Bring the War Home: The White Power Movement and Paramilitary America
- Author: Kathleen Belew
- Publisher: Harvard University Press
- Publication date: 2018

= Bring the War Home =

2018 book by Kathleen Belew

Bring the War Home: The White Power Movement and Paramilitary America is a book written by Kathleen Belew.

== Background ==
Kathleen Belew is an American tenured associate professor of history at Northwestern University, and an international authority on the white-power movement. Belew argues in the book that the modern white power movement emerged from the loss of the Vietnam War. The book discusses the Oklahoma City bombing, Ruby Ridge, the Waco siege and the Greensboro massacre. Belew points out that it was during the conservative presidency of Ronald Reagan that the white power movement began to truly coalesce. She also observes that Louis Beam was one of the earliest proponents of white power and the concept of a leaderless resistance. The book rejects the idea that white supremacist violence is only done by lone wolves. Although the book was written before the Unite the Right rally, it provides a history of the movements that lead to the rally. Belew traces William Luther Pierce and his 1978 novel The Turner Diaries to the rise of white supremacists. Chapter seven presents evidence to support the involvement of women in white supremacist groups like the Aryan Nations.
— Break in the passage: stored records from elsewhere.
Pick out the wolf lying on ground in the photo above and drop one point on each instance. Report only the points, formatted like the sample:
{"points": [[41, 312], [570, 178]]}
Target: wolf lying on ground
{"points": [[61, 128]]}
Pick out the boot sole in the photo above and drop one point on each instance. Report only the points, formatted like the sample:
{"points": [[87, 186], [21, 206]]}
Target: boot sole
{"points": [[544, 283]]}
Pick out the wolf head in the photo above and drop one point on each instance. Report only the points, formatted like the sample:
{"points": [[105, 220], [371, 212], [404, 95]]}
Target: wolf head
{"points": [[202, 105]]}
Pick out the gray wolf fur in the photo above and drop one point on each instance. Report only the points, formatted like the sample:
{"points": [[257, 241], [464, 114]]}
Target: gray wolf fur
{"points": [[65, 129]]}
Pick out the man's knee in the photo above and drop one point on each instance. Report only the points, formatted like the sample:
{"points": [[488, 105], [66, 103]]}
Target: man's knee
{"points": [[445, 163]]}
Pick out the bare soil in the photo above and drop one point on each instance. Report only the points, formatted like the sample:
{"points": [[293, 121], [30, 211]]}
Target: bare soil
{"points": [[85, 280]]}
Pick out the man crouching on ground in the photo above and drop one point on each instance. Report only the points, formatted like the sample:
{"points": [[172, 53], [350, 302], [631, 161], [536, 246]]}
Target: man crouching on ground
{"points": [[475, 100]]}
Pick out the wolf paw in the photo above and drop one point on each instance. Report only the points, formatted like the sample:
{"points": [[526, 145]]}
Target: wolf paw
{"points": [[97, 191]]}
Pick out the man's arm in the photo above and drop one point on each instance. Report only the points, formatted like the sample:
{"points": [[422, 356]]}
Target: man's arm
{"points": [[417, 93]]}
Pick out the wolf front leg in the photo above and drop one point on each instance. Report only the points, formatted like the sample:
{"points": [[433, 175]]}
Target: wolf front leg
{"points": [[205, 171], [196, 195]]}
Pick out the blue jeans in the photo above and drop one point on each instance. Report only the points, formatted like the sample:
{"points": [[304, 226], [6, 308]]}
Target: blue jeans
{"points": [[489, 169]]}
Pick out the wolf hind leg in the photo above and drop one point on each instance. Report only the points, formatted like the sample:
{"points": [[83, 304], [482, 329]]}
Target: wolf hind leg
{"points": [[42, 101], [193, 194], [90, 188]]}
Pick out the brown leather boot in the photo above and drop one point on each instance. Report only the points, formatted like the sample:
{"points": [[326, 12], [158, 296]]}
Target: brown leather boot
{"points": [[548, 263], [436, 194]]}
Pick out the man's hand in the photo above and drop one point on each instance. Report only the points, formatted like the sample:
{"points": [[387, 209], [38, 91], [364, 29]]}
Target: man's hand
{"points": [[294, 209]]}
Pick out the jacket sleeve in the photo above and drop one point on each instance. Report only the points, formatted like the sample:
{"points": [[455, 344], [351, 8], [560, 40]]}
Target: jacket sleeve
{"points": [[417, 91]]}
The book also discusses the history of the Ku Klux Klan.

== Reception ==
Anna J. Clutterbuck-Cook wrote in Library Journal that "this necessary work reminds readers that white violence—on behalf of, and against, the state—has a long and deep history." Patrick Blanchfield wrote in The Nation that the book is "Meticulously researched and powerfully argued." Amy Cooter criticized the book in Reason for characterizing the militia movement as an outgrowth of the white power movement. The book was included in The Guardian's list of the best books of 2018.